I’ll tell you a great relieving feeling of my life. It comes from stories non-straight friends have shared, as well as stories from non-straight people I’ve read. They tell me of being raised in a mostly straight world, expected to be straight.
Everyone’s story is unique, but several have shared of realizing they never were straight. They may have gone through the motions and even felt it at times, but they never were.
That experience resonates with my being raised in a predominantly religious world, expected to be religious. I had to go to Jewish day school every school day from kindergarten through sixth grade, then Sunday school for years later, was brought to synagogue many Saturdays and holidays, and was forced to participate in holiday events at home. After my mom remarried, we also put up Christmas trees and stockings, painted and hunted Easter eggs, and other Christian holiday traditions.
I never believed in the supernatural. I may have gone through the motions and felt it at times, but never was. I think Christopher Hitchens called forcing religion on a child too young to consent abuse. I wouldn’t go so far, but I understand where he (or whoever said it) is coming from.
My not appreciating the supernatural being imposed on me doesn’t mean I can’t appreciate consenting adults enjoying it. However much I’ve forgotten about Judaism, I learned plenty, I think enough to understand the appeal to many people who practice it or identify with it even if they don’t practice it.
Living in a predominantly Christian nation, I mostly learned about that religion through it permeating my culture all the time. My sustainability leadership work has led to long, meaningful conversations with evangelicals. I realized I’ve barely read their Bible, despite hearing it quoted or alluded to weekly to daily. You can hear my conversations with some on the podcast:
- Michael Carlino
- Eric Metaxas
- Brent Suter
- Jonathan Hardesty
- Colonel Mark Read
- Scott Hardin-Nieri
- Doctor Reverend Ambrose Carroll, senior
- Blake Haxton
I’ve learned a lot of Buddhism through my several ten-day silent Vipassana retreats, and many more shorter ones. I’ve meditated every other day for years. I recently read Old Path White Clouds by Thich Nhat Hanh. But I haven’t researched Christianity as much.
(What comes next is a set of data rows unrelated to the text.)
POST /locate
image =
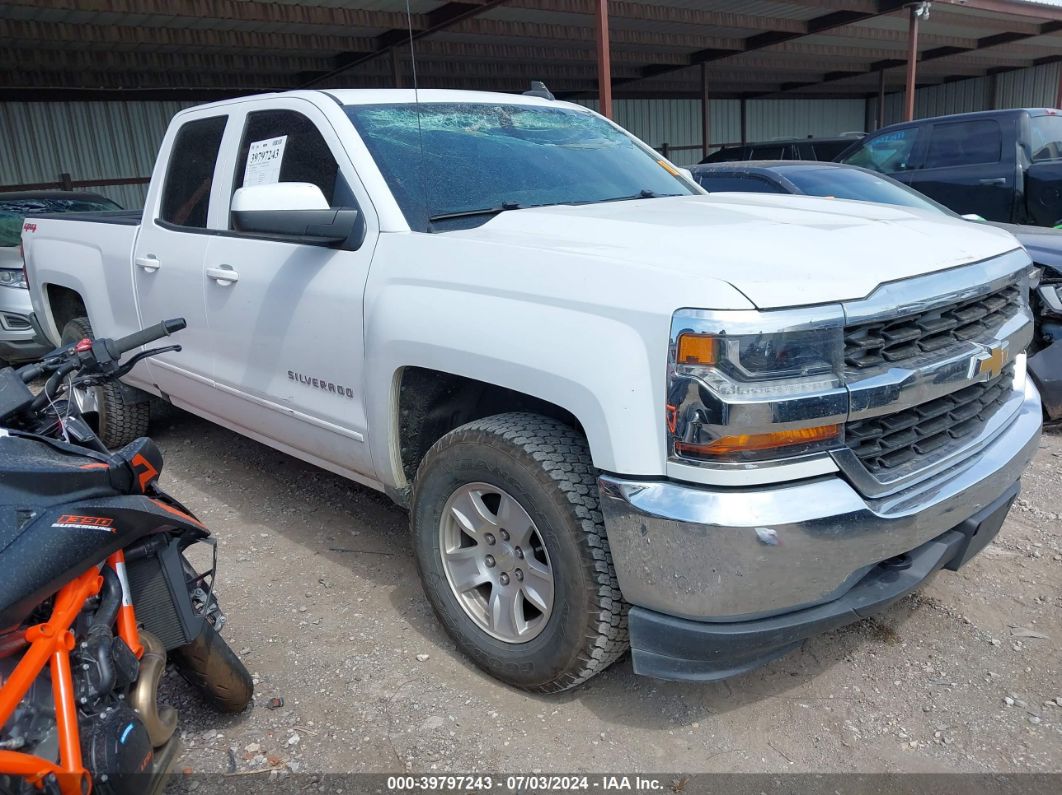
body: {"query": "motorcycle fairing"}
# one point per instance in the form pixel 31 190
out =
pixel 63 540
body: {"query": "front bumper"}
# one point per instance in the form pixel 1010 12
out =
pixel 20 339
pixel 1045 368
pixel 667 647
pixel 742 555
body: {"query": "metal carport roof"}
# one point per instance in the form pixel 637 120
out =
pixel 199 49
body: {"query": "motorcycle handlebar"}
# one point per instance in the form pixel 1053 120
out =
pixel 124 344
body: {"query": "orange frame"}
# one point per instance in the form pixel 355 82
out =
pixel 50 644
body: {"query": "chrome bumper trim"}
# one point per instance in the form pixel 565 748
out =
pixel 738 554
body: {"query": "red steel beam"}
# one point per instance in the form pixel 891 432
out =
pixel 604 58
pixel 912 61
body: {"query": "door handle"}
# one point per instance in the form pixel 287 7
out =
pixel 224 275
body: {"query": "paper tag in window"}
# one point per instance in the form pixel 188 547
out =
pixel 263 161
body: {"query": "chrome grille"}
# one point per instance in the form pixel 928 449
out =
pixel 891 441
pixel 897 340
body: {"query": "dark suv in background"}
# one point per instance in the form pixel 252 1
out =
pixel 999 165
pixel 793 149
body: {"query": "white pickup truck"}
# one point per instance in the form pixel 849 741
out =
pixel 622 412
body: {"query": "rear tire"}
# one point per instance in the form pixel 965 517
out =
pixel 117 421
pixel 567 620
pixel 210 666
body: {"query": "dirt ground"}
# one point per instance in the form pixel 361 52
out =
pixel 325 607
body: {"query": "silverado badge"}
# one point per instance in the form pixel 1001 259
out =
pixel 991 361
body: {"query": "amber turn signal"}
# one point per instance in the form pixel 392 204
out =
pixel 759 442
pixel 696 348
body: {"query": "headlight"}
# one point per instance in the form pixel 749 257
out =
pixel 12 277
pixel 753 386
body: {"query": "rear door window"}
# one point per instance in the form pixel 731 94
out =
pixel 186 192
pixel 769 152
pixel 1045 138
pixel 305 156
pixel 737 183
pixel 889 152
pixel 964 143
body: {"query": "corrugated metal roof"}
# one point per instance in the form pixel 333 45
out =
pixel 87 140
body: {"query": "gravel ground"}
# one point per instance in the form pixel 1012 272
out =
pixel 325 607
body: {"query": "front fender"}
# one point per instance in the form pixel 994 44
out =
pixel 567 330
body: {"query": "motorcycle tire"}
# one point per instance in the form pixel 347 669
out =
pixel 210 666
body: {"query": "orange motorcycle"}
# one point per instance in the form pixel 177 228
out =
pixel 96 590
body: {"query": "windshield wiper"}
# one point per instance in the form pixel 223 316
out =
pixel 473 213
pixel 645 193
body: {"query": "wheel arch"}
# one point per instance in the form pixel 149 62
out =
pixel 430 402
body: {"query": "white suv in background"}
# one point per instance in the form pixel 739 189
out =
pixel 19 341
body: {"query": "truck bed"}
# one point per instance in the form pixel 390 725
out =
pixel 121 218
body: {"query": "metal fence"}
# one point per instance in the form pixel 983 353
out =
pixel 110 147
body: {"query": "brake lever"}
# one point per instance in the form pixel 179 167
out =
pixel 146 355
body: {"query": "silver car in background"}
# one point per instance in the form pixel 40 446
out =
pixel 19 341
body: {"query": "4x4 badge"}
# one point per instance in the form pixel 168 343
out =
pixel 991 361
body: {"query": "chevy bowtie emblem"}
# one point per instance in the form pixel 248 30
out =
pixel 990 362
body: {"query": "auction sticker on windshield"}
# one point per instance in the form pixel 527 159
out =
pixel 263 161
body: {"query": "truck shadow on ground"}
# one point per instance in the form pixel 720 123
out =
pixel 362 532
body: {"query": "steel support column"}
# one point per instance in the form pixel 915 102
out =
pixel 912 59
pixel 395 67
pixel 705 111
pixel 604 61
pixel 880 99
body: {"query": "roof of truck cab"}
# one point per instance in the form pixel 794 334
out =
pixel 392 97
pixel 409 97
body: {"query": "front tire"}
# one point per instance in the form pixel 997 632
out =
pixel 210 666
pixel 116 421
pixel 512 550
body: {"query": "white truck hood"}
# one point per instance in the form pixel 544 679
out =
pixel 780 251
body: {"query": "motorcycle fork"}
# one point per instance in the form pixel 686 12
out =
pixel 50 644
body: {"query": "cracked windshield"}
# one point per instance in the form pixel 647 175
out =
pixel 450 166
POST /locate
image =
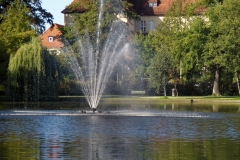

I want to understand my community and neighbors better so I started reading the Christian Bible. Or more accurately, listening to it, there being no shortage of people who recorded spoken versions online. I’m still following my commitment this year not to have a screen on while I eat, but I’m allowing listening with the screen off.
It’s a lot more accessible than the Torah. I decided to post the parts I’ve listened to here. I’ll keep adding to it so if you come to this post long after its posting day, you’ll probably see the full series of videos. I’m not endorsing nor recommending nor discouraging. I’m just documenting one of my projects. In some ways, I’m surprised I didn’t read or listen to it before.
I’m not listening in order. I’ve asked for recommendations to start, not having known much of its structure at the time, and I couldn’t help jumping to Revelation. Now I’m seeing that structure. I’m curious how King James or other versions sound. So far, I can see why people read and listen to it many times. I’ve also watched a bunch of commentaries and read many Wikipedia pages.